CNN anchor Brianna Keilar pushed back on GOP Rep. Josh Brecheen’s (R-Okla.) assertion about President Biden’s abilities to shut down the southern border, telling the lawmaker, “You are just wrong.”

Keilar asked Brecheen to voice his concerns about the bipartisan Senate border deal that came out after months of negotiations. The legislation was endorsed by the Border Patrol union.

Brecheen, a member of the House Homeland Security Committee, said that the solution to close the U.S.-Mexico border has already been available for decades but that the current administration refuses to enforce the laws.

“The real solution is, it’s already been on the books for decades, and they refuse to enforce it,” Brecheen said Tuesday. “2017 it was being enforced.
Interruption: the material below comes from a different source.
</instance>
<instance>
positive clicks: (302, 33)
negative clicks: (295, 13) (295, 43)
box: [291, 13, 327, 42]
You had the lowest number of illegal immigration in our nation’s history, 40 years. And yet what’s the difference between 2017 and to date? The difference is an administration that chooses to be lawless, and Republicans go ahead.”

Keilar pushed back, saying the law Brecheen was citing, the Immigration and Nationality Act of 1952, also allows people to ask for asylum when they come to the border, even if they step into U.S. territory without authorization.

“And if you’re citing that bill, you should be very much aware of this, because this particular bill in the Senate side would change that,” Keilar said. “It would give the president the ability to do exactly what you were citing, the part of the bill that you’re citing, because in November of 2018, when former President Trump tried to use that very bill that you’re talking about to curb illegal migrant crossings, he was prevented from doing so by a federal court because it violated the very law that he was trying to use. The law that you were saying is on the books.”

Brecheen responded, saying that Biden utilized the law previously, a statement that got him even more pushback from Keilar.

“The law that’s on the books. President Biden on day five utilized it when it came to Brazil, South America, South Africa, excuse me, and United Kingdom. He utilized that, that provision of law,” Brecheen said.

“It can’t apply to asylum, congressman,” Keilar said.

The bipartisan border deal that came together in text on Sunday already faced a death blow in the upper chamber as Senate Republicans backed away from putting the bill on the floor, with more than half of the GOP conference coming out in opposition to the legislation that took months to craft.